在宅治療する末期がん女性の“最後の希望”

鳥取大学医学部附属病院広報誌『カニジル 8杯目』
鳥取大学医学部附属病院広報誌『カニジル 8杯目』

【原田】エンジェルフライト、読みました。面白かったです。海外で客死した人たちの遺体を運ぶ仕事を描いた作品ですね。

【佐々】ありがとうございます。その頃、ある編集者から在宅医療の医師について取材をしないかと声を掛けられたんです。

京都に彼の担当する作家がいて、原稿を取りに行くと、いつもお茶を飲みながら、世間話をしている医師がいると。志のある、すごい先生だからちょっと会ってみたらと言われたんです。

【原田】それが渡辺西賀茂診療所の医院長、渡辺康介さんだった。冒頭で、渡辺さんのスタッフが在宅治療している末期がんの女性の“最後の希望”を叶える話が出てきます。

【佐々】はい、彼女は家族と潮干狩りするという約束をしていたんです。

【原田】潮干狩りに渡辺西賀茂診療所の訪問看護師たちがボランティアとして同行する。医師や訪問看護師が患者さんの気持ちを分かって、その最期を大事にしてあげたいと考えている。

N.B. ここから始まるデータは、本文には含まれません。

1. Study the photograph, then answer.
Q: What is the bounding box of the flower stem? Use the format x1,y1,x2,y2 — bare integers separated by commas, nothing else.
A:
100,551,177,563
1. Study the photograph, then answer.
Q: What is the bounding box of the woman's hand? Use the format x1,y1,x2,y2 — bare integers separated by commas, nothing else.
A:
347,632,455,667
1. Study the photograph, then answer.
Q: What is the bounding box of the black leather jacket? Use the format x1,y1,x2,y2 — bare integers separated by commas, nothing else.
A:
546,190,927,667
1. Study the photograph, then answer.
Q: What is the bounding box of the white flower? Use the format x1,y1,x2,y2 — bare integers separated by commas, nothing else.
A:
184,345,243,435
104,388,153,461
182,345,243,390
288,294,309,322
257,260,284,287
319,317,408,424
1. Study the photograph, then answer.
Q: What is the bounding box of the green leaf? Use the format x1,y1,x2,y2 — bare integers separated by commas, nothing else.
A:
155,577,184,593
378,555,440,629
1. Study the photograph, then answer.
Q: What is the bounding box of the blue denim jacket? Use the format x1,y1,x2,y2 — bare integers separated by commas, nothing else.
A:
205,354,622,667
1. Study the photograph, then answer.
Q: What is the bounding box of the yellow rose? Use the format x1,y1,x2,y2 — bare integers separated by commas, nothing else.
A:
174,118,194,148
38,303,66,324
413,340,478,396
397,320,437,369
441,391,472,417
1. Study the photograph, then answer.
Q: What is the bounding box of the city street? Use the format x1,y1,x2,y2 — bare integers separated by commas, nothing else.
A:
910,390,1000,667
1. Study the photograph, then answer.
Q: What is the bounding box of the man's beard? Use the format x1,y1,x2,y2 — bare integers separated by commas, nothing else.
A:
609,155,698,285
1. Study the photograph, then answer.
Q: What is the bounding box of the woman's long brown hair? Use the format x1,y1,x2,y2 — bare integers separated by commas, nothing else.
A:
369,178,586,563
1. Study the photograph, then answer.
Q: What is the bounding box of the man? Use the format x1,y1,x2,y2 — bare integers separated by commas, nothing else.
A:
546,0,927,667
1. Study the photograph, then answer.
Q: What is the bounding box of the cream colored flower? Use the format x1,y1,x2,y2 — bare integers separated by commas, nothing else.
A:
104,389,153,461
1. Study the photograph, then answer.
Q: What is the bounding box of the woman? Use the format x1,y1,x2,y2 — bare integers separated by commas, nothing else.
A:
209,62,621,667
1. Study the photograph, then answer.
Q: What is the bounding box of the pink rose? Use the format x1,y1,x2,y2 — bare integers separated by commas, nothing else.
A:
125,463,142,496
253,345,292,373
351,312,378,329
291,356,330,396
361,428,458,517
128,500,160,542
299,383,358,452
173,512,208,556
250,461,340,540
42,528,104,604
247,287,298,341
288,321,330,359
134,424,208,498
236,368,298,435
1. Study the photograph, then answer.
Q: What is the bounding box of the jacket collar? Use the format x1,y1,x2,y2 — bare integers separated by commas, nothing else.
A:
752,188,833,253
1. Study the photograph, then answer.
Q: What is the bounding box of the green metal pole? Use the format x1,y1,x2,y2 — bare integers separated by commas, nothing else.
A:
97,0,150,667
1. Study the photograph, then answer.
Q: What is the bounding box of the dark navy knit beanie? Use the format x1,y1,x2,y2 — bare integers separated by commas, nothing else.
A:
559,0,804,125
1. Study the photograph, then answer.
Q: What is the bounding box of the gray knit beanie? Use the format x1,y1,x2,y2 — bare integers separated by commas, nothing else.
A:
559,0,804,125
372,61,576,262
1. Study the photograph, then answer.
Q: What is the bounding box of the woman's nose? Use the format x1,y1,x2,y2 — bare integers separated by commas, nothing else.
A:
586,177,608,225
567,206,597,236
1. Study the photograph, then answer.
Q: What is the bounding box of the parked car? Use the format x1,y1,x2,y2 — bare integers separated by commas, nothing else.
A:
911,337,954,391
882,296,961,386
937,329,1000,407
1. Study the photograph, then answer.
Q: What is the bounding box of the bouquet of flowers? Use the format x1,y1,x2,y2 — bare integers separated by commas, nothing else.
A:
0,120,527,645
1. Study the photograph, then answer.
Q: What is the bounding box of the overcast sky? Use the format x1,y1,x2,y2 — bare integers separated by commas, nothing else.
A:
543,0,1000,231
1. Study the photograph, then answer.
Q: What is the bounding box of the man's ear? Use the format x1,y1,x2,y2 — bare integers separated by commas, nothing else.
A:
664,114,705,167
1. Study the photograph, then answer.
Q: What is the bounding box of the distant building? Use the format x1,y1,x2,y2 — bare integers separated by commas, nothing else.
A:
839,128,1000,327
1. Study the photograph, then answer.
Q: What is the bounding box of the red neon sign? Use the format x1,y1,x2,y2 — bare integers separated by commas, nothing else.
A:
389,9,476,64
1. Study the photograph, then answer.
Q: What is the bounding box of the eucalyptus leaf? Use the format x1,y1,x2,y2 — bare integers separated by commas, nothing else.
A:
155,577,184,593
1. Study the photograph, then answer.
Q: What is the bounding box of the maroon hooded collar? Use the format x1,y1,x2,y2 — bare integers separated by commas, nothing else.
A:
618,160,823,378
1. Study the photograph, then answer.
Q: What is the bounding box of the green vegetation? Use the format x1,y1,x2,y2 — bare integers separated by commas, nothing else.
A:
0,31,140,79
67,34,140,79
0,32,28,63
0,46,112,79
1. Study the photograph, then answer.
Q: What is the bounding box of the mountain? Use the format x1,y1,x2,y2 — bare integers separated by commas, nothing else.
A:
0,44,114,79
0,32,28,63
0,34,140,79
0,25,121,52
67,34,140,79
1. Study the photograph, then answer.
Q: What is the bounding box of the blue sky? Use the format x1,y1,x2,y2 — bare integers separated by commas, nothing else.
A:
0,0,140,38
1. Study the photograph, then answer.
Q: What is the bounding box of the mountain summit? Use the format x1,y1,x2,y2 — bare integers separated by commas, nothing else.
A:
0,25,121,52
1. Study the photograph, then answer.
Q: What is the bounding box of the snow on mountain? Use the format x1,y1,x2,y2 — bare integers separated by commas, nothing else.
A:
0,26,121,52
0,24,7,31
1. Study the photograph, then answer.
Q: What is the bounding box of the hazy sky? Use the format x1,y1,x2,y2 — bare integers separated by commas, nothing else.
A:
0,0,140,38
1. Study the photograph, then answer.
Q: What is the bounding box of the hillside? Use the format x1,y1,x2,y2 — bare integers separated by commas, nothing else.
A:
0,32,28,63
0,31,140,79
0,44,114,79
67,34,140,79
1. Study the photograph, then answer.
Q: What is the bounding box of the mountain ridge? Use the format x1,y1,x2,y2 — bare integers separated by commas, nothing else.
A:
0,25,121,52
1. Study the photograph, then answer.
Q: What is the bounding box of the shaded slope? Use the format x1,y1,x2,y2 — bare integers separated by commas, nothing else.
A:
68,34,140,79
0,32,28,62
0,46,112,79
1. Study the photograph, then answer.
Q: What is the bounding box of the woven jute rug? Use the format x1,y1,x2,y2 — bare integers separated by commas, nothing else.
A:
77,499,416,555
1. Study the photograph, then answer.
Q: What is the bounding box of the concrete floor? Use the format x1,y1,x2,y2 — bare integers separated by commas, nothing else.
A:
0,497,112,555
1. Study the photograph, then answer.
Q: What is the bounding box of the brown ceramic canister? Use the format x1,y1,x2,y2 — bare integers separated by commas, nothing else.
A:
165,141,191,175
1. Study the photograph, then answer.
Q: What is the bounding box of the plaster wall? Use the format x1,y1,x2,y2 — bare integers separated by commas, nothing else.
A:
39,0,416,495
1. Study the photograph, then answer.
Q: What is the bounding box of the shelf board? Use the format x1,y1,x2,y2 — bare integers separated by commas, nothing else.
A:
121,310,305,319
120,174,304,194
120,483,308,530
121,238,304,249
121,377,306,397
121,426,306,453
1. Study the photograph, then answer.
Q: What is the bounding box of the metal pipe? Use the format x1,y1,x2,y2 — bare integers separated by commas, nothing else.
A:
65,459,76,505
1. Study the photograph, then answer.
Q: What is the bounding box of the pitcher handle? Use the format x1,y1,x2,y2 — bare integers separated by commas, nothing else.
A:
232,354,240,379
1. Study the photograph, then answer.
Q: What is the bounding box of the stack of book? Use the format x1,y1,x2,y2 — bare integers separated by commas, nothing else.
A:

そこまでスキルフル(技能のある)人が、どれだけいるだろう、京都という街だから出来ているのかと思いました。

“病気を診ずして、人を診よ”

【佐々】ええ、京都は進んでいると思います。

“緩和ケア”一つとっても地域差がありますよね。私自身、この取材を始めるまで、身体の痛みや不快感を緩和する、“緩和ケア”についてほとんど知りませんでした。患者さんの痛みって、数値化できない。

(薬物投与で)痛みを止めるかというのは、医者のさじ加減みたいなところがあります。本当に痛みをとってくれる先生に当たれば、最期までいい状態で過ごすことができる。

【原田】緩和ケアは本当に難しい。とりだい病院でも強化しなければならないと思っているんです。緩和ケア、終末期医療を考えると、“病気を診ずして、(病)人を診よ”という言葉が浮かんできます。

特に大学病院では高度医療に集中しがち。病気を治すことに注力して、人を診るという境地まで到達するのは難しい。人を診るには、患者の日常生活まで見通さなければならない。医師だけでは無理です。そこで、とりだい病院では訪問看護をやっています。

【佐々】大学病院では全国的にも珍しいのではないですか?

【原田】ええ。看護師たちが、ご自宅を訪れると発見もあるんです。例えば、トイレが洋式でなかったりする。用を足すときに足腰に負担が掛かりますよね。そうした要因も考慮しなければならない。

ぼくたち、医師はどうしても自分と同じような生活をしているという思い込みで患者さんを診る傾向がある。でも患者さんにはそれぞれの生活があるんです。